-
Principal Machine Learning Engineer · Cerby
Sep 2025 to Present Led the design of AI-driven workflow code generation using transformer-based language models and graph machine learning, modeling user interactions, DOM structure, and execution flows as graphs to generate, validate, and evolve CHAOS automations. Architected multimodal ML systems leveraging Scout and Replayer data (DOM, rrweb events, screenshots, videos, and failure traces) to power error classification, failure clustering, and drift detection in production workflows. Built and owned scalable end-to-end ML infrastructure on AWS, including data pipelines, SageMaker training pipelines, model deployment, and monitoring, enabling reliable iteration toward self-healing automations.
-
Principal Machine Learning Engineer · Vesta Corporation
Jan 2025 to Sep 2025 Led design and deployment of graph-based fraud detection systems using GNNs and custom graph algorithms, including JA-GNN which outperformed state-of-the-art methods on proprietary and public datasets, improving risk attribution by over 20% across multi-block transaction networks. Built distributed graph pipelines with PySpark, DGL, Neo4j, and Redis, including a custom in-memory graph library enabling real-time subgraph extraction, similarity scoring, and risk propagation.
-
Senior Machine Learning Engineer · Vesta Corporation
Jan 2022 to Jan 2025 Engineered scalable data pipelines for temporal and graph-based feature generation over billions of transactions, enabling efficient training and inference for large-scale fraud models.

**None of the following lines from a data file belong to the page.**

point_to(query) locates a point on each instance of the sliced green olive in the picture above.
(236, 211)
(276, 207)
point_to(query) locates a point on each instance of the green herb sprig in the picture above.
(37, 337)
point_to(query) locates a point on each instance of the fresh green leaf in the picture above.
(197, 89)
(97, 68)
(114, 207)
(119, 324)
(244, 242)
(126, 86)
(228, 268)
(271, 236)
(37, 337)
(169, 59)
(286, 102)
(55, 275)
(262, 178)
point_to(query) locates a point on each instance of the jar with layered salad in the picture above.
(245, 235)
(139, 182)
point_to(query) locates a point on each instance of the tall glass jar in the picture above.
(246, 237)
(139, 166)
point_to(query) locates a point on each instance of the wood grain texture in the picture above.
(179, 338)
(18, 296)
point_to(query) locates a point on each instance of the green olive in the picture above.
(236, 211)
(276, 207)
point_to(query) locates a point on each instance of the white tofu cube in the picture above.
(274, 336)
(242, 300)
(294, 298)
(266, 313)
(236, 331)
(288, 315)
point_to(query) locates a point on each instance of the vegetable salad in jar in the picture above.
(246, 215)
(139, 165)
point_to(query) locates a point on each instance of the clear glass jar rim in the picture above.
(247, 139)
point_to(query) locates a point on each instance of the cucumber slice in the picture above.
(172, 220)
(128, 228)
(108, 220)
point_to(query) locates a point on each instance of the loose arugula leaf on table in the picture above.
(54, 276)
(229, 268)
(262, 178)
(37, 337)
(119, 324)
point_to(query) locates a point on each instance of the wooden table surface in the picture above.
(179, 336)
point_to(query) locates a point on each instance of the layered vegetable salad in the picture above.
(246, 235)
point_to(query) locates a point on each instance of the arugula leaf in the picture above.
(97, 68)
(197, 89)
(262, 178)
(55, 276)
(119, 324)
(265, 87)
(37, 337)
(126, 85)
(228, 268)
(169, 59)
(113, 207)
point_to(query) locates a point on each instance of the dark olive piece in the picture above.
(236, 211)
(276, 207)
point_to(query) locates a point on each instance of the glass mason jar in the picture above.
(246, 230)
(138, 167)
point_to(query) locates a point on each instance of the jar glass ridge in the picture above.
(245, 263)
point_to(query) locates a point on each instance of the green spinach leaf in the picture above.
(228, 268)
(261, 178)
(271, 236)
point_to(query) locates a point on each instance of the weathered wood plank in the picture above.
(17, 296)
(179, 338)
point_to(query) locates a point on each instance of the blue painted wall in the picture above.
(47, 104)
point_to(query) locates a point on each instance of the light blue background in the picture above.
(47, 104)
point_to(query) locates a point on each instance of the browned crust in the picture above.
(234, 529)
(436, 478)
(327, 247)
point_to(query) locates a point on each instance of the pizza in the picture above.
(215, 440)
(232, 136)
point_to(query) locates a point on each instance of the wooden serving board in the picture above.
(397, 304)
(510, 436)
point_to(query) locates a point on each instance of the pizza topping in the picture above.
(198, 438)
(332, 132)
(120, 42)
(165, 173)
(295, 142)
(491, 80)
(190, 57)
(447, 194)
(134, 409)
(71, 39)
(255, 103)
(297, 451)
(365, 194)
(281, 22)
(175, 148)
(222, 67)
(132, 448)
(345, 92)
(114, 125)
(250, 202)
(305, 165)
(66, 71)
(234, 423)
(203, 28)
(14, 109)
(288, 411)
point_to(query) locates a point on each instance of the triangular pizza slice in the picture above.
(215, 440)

Delivered end-to-end ML solutions on Azure, containerized with Kubernetes (AKS), integrating graph outputs into downstream risk models and real-time scoring workflows. Collaborated with investigators and cross-functional teams to convert user stories into graph-native features and deployed models using open-source ML frameworks like PyTorch and DGL.
-
Machine Learning and Optimization Engineer (Intern) · Waters Corporation
Jan 2021 to Jul 2021 Built and optimized end-to-end ML pipelines to reduce liquid chromatograph equilibration time by 30%, employing advanced signal decomposition on time-series sensor data. Integrated AWS Redshift with PySpark-based ETL pipelines and deployed a Streamlit application on EC2, streamlining real-time data ingestion and SME collaboration for model lifecycle management.
-
Teaching Assistant · Northeastern University
Aug 2020 to Jun 2021 Teaching Assistant for CS4100: Artificial Intelligence (Prof. Christopher Amato) and CS5100: Artificial Intelligence (Prof. Stacy Marcella).
-
Data Scientist · Maersk Tankers
Mar 2019 to Dec 2019 Developed HPC-ready genetic optimization models for vessel routing, integrating climatic and onboard sensor data to achieve a 14% improvement in fuel efficiency. Implemented a Flask-based web app transitioning vessels from HSFO to VLSFO, containerized and deployed on Kubernetes for real-time, high-performance fuel management. Partnered with operations and technology teams to develop distributed, data-driven solutions using PySpark pipelines, optimizing maritime logistics and reducing operational costs.
-
Data Analyst · Accenture Solutions Private Limited
Nov 2016 to Mar 2019 Built and deployed predictive pricing models using Spark MLlib on high-volume utility data, enabling real-time rate adjustments for electric and gas clients. Collaborated with data engineers and domain experts to streamline data pipelines and integrate open-source ML frameworks for more efficient model experimentation.